En Juntos por el Cambio también abundan los ajustes (que seguramente continuarán más allá de la entrega del poder). Los temas centrales, en este caso, tienen que ver con la estructura de la coalición (más piramidal, con Macri como vértice, como quieren los hombres del presidente que sale; más horizontal y participativa como esperan los radicales) y, en definitiva con el liderazgo de la oposición al próximo gobierno y con el tono que adoptará esa oposición.

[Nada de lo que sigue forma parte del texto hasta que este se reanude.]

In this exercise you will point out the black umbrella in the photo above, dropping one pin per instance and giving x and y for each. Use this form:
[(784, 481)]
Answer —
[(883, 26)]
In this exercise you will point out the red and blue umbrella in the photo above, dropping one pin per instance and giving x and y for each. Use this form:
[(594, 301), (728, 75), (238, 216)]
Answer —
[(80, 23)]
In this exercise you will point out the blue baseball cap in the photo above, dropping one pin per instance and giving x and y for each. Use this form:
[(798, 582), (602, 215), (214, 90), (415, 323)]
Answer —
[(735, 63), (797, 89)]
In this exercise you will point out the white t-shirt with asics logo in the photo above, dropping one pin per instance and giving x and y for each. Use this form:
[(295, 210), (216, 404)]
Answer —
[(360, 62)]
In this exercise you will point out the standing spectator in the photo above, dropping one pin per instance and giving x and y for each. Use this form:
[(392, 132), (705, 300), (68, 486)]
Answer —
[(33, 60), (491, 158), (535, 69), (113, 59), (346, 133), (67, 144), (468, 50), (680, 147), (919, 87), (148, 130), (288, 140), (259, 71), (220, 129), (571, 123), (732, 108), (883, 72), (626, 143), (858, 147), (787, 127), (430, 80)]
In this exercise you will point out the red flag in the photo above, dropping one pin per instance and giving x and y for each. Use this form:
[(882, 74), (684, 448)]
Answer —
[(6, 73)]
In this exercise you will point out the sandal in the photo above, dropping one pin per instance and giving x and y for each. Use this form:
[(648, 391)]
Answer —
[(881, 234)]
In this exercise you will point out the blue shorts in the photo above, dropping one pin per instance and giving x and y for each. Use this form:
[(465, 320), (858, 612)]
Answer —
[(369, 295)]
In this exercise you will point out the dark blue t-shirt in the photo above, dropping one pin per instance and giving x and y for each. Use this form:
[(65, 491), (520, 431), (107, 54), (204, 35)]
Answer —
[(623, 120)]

Macri va definiendo su juego: quiere a Patricia Bullrich como jefa del Pro. A la vista de que Fernández se ha vuelto decididamente verde en materia del tema aborto, Macri ha optado por el celeste. Todo augura un deseo de polarizar con el próximo gobierno, sobre todo en materias sensibles: seguridad, aborto, corrupción, y sostener en ese posicionamiento el liderazgo de Macri como expresión del activismo opositor que acompañó el 40 por ciento de los derrotados de octubre.

El radicalismo se prepara para resistir esa tendencia. La renuncia del ministro de salud de Macri y el apoyo que le brindaron sus correligionarios de la UCR (que llegó a una declaración del comité nacional) indica la voluntad de resistir.

Desde su mirador porteño, Horacio Rodríguez Larreta, el mandatario más poderoso de la coalición que deja el gobierno, atiende su juego distrital y mira el futuro con paciencia. Está convencido de que, cuando llegue el momento de discutir en serio cuestiones de poder (más que de figuración), será él quien tendrá en sus manos cartas ganadoras.